Node 1 Distinct User Agents Node 2 Distinct User Agents Node 3 Distinct User Agents
192.168.1.100 450 192.168.1.100 520 192.168.1.100 480
10.0.0.5 380 203.0.113.50 420 10.0.0.5 410
203.0.113.50 350 198.51.100.75 390 203.0.113.50 400
172.16.0.10 320 10.0.0.5 370 198.51.100.75 370
192.168.1.200 300 172.16.0.10 350 172.16.0.10 340
198.51.100.75 280 192.168.1.200 330 192.168.1.200 320
10.0.0.25 260 203.0.113.80 310 203.0.113.80 300
172.16.0.30 240 172.16.0.30 290 10.0.0.25 280
203.0.113.80 220 10.0.0.25 270 172.16.0.30 260
192.168.1.150 200 192.168.1.150 250 192.168.1.150 240

Note: Each distinct count is computed using HyperLogLog's 16KB data structure per client IP.

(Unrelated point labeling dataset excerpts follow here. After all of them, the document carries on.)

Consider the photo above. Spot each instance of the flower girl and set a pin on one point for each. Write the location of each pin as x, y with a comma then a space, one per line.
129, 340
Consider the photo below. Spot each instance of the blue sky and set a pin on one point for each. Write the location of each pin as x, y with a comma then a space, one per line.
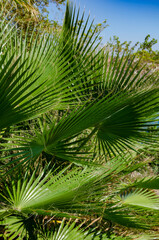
130, 20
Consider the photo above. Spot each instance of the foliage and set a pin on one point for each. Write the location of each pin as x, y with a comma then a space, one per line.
73, 118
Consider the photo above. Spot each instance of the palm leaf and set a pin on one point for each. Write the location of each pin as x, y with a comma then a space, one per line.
141, 198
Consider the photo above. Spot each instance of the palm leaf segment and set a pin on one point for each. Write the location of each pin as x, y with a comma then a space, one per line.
35, 74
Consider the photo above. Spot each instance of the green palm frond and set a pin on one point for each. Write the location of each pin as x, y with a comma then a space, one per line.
118, 122
141, 198
37, 75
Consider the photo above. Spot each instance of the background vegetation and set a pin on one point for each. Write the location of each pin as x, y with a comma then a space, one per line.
78, 129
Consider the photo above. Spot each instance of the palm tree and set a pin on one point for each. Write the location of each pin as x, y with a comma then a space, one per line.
72, 117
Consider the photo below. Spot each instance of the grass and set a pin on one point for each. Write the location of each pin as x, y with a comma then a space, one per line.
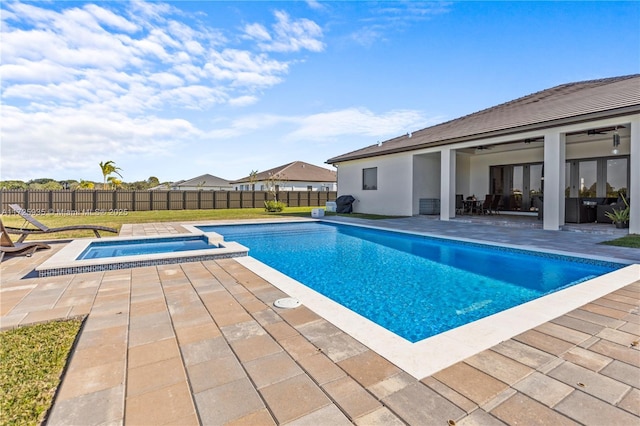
32, 359
116, 221
631, 241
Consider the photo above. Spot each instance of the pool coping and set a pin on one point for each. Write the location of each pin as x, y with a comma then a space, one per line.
452, 346
66, 260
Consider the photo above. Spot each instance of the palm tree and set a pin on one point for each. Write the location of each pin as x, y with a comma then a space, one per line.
108, 167
115, 182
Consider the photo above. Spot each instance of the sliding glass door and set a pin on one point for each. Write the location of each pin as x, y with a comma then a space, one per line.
519, 184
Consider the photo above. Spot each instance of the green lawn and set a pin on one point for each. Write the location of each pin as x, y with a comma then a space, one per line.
32, 360
116, 221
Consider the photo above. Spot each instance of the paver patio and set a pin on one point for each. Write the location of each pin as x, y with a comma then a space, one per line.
202, 343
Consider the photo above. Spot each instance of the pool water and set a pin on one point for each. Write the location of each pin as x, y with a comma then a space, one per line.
412, 285
103, 249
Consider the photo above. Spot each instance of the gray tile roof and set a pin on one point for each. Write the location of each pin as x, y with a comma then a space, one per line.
298, 171
204, 181
563, 104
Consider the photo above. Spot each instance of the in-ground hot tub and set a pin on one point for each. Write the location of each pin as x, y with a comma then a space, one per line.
106, 254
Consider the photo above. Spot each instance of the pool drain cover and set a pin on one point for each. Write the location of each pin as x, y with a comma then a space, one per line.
287, 303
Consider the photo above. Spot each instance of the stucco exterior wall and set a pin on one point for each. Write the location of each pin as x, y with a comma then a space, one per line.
394, 194
426, 178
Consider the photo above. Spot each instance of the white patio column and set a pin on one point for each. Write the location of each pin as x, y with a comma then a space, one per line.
634, 187
554, 180
447, 183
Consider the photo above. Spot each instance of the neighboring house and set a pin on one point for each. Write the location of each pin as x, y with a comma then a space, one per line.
296, 176
204, 182
577, 139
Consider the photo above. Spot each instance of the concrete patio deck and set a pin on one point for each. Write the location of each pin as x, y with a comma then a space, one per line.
202, 343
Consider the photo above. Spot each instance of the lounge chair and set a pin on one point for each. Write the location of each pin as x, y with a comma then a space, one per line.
9, 247
41, 228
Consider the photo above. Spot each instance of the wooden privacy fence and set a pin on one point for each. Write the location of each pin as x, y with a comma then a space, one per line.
65, 201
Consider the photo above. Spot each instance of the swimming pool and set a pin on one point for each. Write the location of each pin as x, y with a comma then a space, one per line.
412, 285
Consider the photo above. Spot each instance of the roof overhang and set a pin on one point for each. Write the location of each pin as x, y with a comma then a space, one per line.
611, 113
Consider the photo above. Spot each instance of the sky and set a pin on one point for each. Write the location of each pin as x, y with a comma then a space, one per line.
178, 89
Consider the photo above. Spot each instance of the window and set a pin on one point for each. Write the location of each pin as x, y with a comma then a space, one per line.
617, 176
370, 178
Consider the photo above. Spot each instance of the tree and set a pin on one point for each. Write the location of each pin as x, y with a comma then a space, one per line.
115, 182
108, 168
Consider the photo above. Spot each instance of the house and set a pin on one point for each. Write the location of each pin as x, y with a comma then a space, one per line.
295, 176
539, 152
203, 182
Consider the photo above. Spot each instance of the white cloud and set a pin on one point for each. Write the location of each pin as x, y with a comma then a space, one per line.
327, 126
74, 139
85, 81
356, 121
288, 35
389, 17
242, 101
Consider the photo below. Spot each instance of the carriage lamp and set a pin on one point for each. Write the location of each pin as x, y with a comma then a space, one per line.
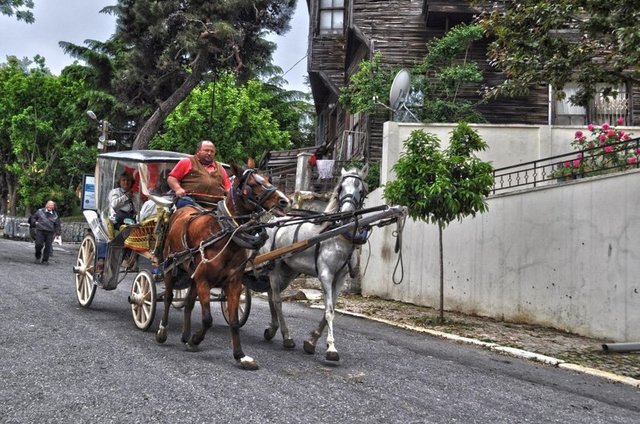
103, 139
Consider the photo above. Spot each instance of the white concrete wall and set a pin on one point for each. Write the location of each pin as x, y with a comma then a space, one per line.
564, 255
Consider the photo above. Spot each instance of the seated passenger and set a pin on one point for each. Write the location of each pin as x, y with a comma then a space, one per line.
122, 210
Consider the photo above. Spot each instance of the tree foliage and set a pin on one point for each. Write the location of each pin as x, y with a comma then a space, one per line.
444, 75
557, 42
43, 154
368, 85
169, 47
236, 118
21, 9
438, 186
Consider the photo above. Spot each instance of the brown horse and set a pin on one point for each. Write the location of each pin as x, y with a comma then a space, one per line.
210, 249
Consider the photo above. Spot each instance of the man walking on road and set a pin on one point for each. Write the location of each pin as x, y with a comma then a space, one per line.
47, 227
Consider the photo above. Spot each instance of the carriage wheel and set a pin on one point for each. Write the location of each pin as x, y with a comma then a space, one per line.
244, 307
85, 285
143, 300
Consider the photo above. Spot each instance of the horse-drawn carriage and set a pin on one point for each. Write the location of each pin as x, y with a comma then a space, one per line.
220, 254
136, 247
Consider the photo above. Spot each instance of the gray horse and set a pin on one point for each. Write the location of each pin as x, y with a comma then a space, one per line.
328, 260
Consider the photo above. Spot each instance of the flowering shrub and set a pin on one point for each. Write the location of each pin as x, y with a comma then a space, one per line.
602, 149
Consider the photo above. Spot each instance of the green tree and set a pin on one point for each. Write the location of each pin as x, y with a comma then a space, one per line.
446, 75
22, 9
439, 186
236, 118
368, 85
43, 153
557, 42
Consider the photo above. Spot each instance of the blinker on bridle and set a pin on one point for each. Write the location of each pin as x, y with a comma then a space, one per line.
356, 201
246, 189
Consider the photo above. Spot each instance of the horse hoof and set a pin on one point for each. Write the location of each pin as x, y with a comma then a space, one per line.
248, 363
332, 356
268, 334
309, 347
161, 335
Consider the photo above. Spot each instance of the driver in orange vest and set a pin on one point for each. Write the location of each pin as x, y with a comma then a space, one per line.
199, 178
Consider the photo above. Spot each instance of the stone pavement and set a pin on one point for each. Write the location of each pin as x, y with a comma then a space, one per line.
546, 345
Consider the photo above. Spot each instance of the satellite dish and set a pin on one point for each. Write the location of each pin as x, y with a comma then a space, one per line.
399, 89
398, 95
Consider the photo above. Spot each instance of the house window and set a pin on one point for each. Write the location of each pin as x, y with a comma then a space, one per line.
331, 16
603, 107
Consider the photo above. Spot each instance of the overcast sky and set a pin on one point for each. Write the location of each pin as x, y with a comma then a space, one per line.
79, 20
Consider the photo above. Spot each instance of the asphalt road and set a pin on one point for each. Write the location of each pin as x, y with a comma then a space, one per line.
60, 363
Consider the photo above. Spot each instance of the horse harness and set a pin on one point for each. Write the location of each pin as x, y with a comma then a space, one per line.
357, 237
247, 235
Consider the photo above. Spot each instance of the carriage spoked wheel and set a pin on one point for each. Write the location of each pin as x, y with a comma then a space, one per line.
84, 271
244, 307
143, 300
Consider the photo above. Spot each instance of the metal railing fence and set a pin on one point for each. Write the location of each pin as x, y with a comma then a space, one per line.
598, 160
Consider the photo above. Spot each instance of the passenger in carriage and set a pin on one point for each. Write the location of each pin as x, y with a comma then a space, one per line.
122, 209
199, 178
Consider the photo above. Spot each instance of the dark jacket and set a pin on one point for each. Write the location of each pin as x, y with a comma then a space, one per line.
46, 221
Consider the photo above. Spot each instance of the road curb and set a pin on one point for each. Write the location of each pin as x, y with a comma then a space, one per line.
504, 350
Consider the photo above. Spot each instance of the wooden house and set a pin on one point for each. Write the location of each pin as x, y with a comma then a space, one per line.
342, 33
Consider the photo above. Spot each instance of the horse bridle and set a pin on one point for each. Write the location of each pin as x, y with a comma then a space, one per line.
244, 190
357, 200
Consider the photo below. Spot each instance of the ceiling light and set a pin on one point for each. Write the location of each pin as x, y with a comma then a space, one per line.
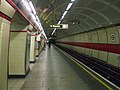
69, 6
32, 7
59, 22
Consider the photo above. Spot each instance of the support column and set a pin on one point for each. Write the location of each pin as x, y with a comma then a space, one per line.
6, 14
4, 39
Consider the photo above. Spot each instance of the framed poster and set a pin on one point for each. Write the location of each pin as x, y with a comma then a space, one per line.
113, 39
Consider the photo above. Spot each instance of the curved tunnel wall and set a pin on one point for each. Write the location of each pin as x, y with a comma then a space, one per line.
103, 44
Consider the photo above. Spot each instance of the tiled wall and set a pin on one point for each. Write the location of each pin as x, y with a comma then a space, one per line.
32, 49
6, 13
4, 41
17, 53
107, 36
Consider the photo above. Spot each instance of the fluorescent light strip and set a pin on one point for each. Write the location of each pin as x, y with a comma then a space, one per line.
32, 7
65, 13
72, 0
59, 22
69, 6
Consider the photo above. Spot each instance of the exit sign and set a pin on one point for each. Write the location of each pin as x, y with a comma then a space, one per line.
60, 26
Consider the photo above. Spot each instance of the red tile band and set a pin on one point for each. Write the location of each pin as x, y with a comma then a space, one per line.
113, 48
5, 16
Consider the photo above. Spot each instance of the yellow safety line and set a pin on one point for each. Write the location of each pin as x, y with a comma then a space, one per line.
86, 70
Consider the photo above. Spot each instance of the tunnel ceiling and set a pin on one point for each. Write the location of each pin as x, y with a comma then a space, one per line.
90, 13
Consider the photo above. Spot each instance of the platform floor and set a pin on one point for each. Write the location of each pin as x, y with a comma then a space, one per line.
53, 71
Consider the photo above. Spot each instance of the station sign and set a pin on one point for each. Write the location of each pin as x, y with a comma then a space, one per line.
60, 26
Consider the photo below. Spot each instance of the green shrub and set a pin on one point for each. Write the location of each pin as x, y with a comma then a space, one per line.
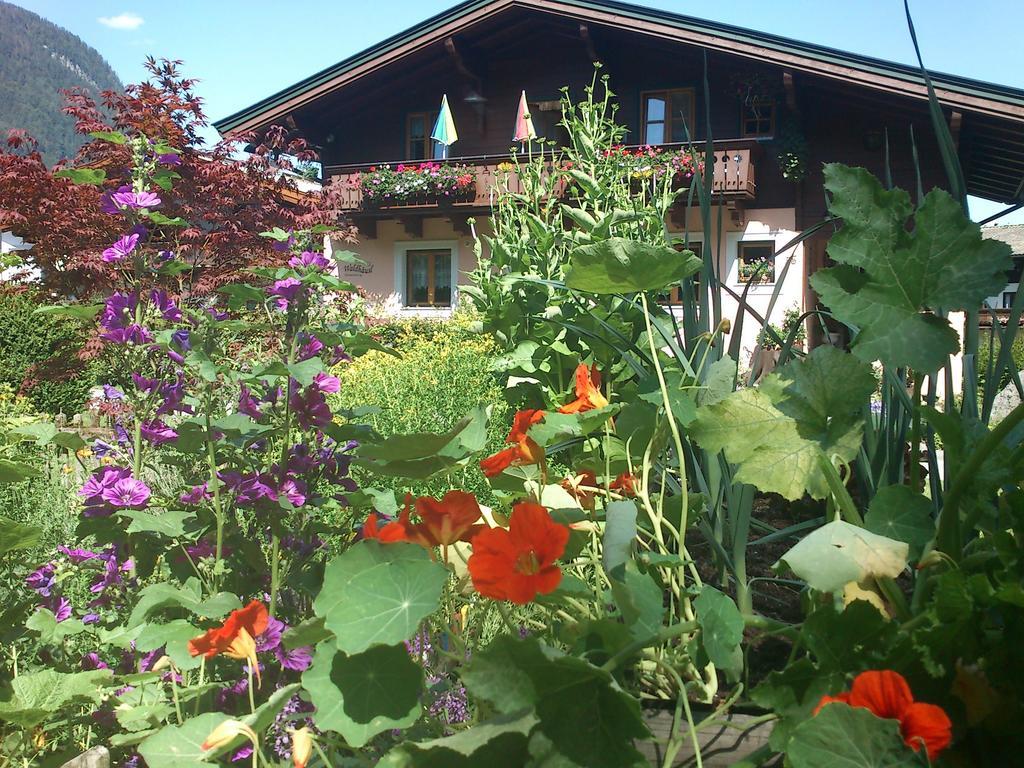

Follower Query Nodes Process Data

Each follower node executes the query locally and returns only its top 10 results:

Rank Node 1 → Leader Distinct Count Node 2 → Leader Distinct Count Node 3 → Leader Distinct Count
1 192.168.1.100 450 192.168.1.100 520 192.168.1.100 480
2 10.0.0.5 380 203.0.113.50 420 10.0.0.5 410
3 203.0.113.50 350 198.51.100.75 390 203.0.113.50 400
4 172.16.0.10 320 10.0.0.5 370 198.51.100.75 370
5 192.168.1.200 300 172.16.0.10 350 172.16.0.10 340
6 198.51.100.75 280 192.168.1.200 330 192.168.1.200 320
7 10.0.0.25 260 203.0.113.80 310 203.0.113.80 300
8 172.16.0.30 240 172.16.0.30 290 10.0.0.25 280
9 203.0.113.80 220 10.0.0.25 270 172.16.0.30 260
10 192.168.1.150 200 192.168.1.150 250 192.168.1.150 240

Leader Query Node Aggregates Results

Client IP Node 1 Node 2 Node 3 Total Distinct User Agents
192.168.1.100 450 520 480 1,450
10.0.0.5 380 370 410 1,160
203.0.113.50 350 420 400 1,170
198.51.100.75 280 390 370 1,040
172.16.0.10 320 350 340 1,010
192.168.1.200 300 330 320 950
203.0.113.80 220 310 300 830
10.0.0.25 260 270 280 810
172.16.0.30 240 290 260 790
192.168.1.150 200 250 240 690

Final Top 10 Results:

Rank Client IP Total Distinct User Agents
1 192.168.1.100 1,450
2 203.0.113.50 1,170
3 10.0.0.5 1,160
4 198.51.100.75 1,040
5 172.16.0.10 1,010
6 192.168.1.200 950
7 203.0.113.80 830
8 10.0.0.25 810
9 172.16.0.30 790
10 192.168.1.150 690

Why Results Are Approximate Results are approximate due to two factors:

  1. HyperLogLog approximation: Distinct counts are estimated, not exact.
  2. Space-Saving distribution: Some globally significant client IPs might not appear in individual nodes' top 10 lists due to uneven data distribution.

Limitations

  • Results are approximate, not exact.
  • Distinct count accuracy depends on HyperLogLog algorithm precision.
  • Filter clauses are not currently supported with approx_topk_distinct.

OpenObserve uses Apache DataFusion as its query engine. All supported SQL syntax and functions are available through DataFusion.